Note: I’m using a Console Application in all my examples

[code language=”csharp”]

using Microsoft.IdentityModel.Clients.ActiveDirectory;
using System;
using System.Net;
using System.Net.Http;

static void WebApiConnection()
{
var clientCred = new ClientCredential(“a25cf618-1d72-4778-a5ab-XXXXXXXXXXX”, “XXXXXXXXJREZ2Tjp69QJ53dnXMDk2PWSbu54jA=”); //Update the App id and ClientSecret
var context = new AuthenticationContext(“https://login.windows.net/TENANT.onmicrosoft.com/oauth2/authorize”); //Update the Tenant
var result = context.AcquireToken(“a25cf618-1d72-4778-a5ab-XXXXXXXXXXX “, clientCred); //Update the Resource

string accessToken = result.AccessToken;

var request = new HttpRequestMessage(HttpMethod.Get, new Uri(“https://codecdemo.azurewebsites.net/api/values”)); //Update the endpoint
request.Headers.Add(“Authorization”, $”Bearer {accessToken}”);

using (var httpClient = new HttpClient())
{
var response = httpClient.SendAsync(request);
var returnValue = response.Result.Content.ReadAsStringAsync();

if (response.Result.StatusCode == HttpStatusCode.OK)
Console.WriteLine(returnValue.Result);
else
Console.WriteLine(response.Result.StatusCode + ” : ” + returnValue.Result);
}
}

[/code]

WCF

To access a WCF service published in the azure app service is a little different from the way we access a web service.

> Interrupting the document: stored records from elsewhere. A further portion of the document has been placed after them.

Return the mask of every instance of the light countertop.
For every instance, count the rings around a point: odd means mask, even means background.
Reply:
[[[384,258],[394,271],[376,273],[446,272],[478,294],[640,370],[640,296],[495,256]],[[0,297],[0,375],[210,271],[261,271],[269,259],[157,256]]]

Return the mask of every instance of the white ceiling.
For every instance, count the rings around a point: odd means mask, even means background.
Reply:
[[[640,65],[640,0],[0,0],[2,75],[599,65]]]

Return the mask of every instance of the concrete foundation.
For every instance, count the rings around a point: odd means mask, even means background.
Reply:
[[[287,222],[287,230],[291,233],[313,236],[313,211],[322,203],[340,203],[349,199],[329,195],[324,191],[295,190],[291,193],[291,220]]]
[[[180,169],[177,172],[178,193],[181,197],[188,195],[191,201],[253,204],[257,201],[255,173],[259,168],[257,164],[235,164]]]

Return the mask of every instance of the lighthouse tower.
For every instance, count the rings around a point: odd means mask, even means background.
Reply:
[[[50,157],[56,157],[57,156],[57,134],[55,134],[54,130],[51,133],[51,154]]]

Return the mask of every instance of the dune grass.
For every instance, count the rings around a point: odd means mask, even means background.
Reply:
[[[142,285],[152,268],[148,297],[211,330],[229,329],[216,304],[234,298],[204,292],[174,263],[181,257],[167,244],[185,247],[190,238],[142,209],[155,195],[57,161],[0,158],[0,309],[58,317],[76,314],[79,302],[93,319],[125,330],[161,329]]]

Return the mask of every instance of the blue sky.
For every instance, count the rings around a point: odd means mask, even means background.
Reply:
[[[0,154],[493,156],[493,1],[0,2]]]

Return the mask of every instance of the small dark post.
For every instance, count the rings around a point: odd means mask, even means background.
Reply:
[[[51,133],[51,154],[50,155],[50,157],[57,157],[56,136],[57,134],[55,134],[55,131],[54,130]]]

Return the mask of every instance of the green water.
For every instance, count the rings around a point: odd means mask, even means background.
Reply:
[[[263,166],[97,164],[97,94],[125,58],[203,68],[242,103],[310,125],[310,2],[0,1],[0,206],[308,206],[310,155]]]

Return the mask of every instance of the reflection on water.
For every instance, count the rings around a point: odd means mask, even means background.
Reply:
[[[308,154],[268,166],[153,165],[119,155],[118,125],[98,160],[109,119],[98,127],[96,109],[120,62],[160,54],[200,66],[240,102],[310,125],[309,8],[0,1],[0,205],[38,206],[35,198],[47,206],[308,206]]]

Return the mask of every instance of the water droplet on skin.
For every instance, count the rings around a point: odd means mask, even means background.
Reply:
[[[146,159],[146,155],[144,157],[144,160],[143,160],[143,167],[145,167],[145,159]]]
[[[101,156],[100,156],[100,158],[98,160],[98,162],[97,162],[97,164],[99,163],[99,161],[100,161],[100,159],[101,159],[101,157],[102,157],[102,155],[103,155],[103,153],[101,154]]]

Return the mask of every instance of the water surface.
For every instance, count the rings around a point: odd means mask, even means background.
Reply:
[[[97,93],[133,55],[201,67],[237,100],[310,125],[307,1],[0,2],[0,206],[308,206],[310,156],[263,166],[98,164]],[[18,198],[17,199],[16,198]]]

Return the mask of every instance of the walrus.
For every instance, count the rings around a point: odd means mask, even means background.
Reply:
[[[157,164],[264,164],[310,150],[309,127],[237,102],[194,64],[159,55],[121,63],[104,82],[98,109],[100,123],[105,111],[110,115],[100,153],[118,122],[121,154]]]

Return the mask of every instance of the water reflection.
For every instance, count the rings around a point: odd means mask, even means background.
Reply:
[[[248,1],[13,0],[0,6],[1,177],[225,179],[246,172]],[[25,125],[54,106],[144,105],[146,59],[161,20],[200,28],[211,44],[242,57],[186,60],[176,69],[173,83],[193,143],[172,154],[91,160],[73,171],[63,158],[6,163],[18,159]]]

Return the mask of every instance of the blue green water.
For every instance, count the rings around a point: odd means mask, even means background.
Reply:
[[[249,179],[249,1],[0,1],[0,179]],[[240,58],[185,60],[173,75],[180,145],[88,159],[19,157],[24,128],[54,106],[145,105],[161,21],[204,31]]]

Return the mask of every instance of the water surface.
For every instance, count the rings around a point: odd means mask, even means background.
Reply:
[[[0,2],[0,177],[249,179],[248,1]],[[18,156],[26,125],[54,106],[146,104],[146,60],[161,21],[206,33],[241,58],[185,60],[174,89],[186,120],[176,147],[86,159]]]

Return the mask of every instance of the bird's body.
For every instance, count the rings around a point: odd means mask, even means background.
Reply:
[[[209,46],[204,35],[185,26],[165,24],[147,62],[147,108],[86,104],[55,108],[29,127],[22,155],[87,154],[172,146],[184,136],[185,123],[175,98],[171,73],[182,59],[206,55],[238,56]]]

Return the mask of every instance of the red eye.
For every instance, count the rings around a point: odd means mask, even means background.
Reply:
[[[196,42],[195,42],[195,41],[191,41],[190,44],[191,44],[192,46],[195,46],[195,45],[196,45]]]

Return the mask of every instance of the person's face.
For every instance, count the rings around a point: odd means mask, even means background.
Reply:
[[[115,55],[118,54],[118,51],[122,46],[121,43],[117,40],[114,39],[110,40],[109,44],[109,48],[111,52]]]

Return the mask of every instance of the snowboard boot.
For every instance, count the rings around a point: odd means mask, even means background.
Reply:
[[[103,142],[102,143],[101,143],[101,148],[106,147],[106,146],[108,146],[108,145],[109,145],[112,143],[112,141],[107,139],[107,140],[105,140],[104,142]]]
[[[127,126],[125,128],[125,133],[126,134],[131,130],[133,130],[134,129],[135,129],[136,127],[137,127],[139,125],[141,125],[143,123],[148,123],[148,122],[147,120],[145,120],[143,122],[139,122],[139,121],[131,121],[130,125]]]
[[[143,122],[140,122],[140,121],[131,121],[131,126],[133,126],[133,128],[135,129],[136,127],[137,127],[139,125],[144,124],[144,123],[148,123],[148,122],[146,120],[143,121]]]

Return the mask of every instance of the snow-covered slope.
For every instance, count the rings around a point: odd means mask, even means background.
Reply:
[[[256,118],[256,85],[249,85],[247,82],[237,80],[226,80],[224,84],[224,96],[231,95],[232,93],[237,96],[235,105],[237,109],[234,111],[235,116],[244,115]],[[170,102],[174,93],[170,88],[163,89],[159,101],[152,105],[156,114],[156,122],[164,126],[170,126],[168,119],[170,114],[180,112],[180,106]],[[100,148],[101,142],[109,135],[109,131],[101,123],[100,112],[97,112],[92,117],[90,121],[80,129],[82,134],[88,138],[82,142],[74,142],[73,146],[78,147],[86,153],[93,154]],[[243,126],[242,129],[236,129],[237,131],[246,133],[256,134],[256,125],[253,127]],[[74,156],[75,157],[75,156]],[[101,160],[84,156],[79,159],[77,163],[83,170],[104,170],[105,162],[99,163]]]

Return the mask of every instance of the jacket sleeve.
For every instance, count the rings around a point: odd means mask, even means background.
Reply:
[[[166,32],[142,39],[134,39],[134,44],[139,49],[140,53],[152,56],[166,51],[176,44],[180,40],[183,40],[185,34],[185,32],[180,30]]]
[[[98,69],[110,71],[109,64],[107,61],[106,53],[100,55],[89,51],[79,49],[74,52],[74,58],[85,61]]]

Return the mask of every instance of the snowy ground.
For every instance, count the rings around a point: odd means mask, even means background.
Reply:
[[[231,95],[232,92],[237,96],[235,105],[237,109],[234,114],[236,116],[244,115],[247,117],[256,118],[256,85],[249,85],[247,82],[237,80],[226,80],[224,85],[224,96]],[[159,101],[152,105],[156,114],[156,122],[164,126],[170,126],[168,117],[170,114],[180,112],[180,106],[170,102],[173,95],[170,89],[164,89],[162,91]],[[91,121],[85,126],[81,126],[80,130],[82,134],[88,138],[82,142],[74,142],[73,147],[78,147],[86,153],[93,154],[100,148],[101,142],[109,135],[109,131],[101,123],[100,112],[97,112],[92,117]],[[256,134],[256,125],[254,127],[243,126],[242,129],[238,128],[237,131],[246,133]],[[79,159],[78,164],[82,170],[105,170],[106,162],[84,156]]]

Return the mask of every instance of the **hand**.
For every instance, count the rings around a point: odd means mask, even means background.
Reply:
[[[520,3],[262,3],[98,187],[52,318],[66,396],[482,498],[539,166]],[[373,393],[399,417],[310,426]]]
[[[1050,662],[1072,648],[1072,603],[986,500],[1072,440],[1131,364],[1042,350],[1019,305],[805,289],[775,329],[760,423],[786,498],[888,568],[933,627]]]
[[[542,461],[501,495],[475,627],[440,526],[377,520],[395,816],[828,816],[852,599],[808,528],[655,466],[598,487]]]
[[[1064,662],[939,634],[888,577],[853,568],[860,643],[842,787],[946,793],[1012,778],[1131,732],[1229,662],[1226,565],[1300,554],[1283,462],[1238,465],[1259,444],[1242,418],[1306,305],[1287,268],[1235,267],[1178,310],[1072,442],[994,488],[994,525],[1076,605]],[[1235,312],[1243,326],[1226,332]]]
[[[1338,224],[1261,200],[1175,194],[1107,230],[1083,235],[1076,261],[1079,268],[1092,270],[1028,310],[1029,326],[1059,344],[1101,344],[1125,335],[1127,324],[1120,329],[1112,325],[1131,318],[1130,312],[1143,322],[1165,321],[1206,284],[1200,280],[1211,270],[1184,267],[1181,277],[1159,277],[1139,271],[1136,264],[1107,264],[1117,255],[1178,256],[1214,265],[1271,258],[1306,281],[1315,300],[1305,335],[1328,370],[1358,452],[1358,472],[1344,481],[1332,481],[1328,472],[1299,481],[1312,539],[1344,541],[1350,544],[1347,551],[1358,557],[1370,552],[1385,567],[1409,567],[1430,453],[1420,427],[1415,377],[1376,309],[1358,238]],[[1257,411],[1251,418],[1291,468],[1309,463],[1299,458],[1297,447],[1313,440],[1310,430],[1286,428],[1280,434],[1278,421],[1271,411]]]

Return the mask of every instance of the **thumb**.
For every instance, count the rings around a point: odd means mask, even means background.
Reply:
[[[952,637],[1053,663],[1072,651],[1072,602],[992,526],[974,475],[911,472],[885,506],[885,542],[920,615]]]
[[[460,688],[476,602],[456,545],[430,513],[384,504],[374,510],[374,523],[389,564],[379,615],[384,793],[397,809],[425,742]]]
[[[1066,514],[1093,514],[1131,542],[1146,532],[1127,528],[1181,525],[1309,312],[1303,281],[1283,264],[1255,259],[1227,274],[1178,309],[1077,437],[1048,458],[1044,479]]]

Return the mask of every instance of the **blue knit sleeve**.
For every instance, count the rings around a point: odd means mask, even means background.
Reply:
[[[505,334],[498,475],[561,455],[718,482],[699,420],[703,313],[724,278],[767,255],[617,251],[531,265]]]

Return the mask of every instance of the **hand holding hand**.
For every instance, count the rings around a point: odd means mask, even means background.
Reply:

We usually add a reference from a WCF service to our project by right clicking on folder ‘Service References’ and selecting ‘Add Service Reference…’

azure19

Then adding the WSDL URL on the Address and clicking on Go

azure20

However, if the ‘Authentication / Authorization’ is activated for this app service you’ll receive an error like the below,

azure21

The solution in this case is add the DLL from your WCF project in your client project as a normal reference, then you need to create a Channel between your code (with WCF interface reference) and the azure app service (endpoint address). See the example below,

[code language=”csharp”]

using Microsoft.IdentityModel.Clients.ActiveDirectory;
using System.ServiceModel;
using System.ServiceModel.Web;
using WCFDemo;

static void WCFConnection() {
var clientCred = new ClientCredential(“a25cf618-1d72-4778-a5ab-XXXXXXXXXXX”, “XXXXXXXXJREZ2Tjp69QJ53dnXMDk2PWSbu54jA=”); //Update the App id and ClientSecret
var context = new AuthenticationContext(“https://login.windows.net/TENANT.onmicrosoft.com/oauth2/authorize”); //Update the Tenant
var result = context.AcquireToken(“a25cf618-1d72-4778-a5ab-XXXXXXXXXXX”, clientCred); //Update the Resource

string accessToken = result.AccessToken;
using (var channelFactorySecure = new ChannelFactory<IService1>(new BasicHttpsBinding(), new EndpointAddress(“https://service.azurewebsites.net/Service1.svc”)))
{
var client = channelFactorySecure.CreateChannel();

using (new OperationContextScope((IContextChannel)client))
{
WebOperationContext.Current.OutgoingRequest.Headers.Add(“Authorization”, $”Bearer {accessToken}”);
var returnedValue = client.GetData(1);
}
}
}

[/code]

So, that’s all for now folks! I hope this guide can help you to deploy your services in Azure.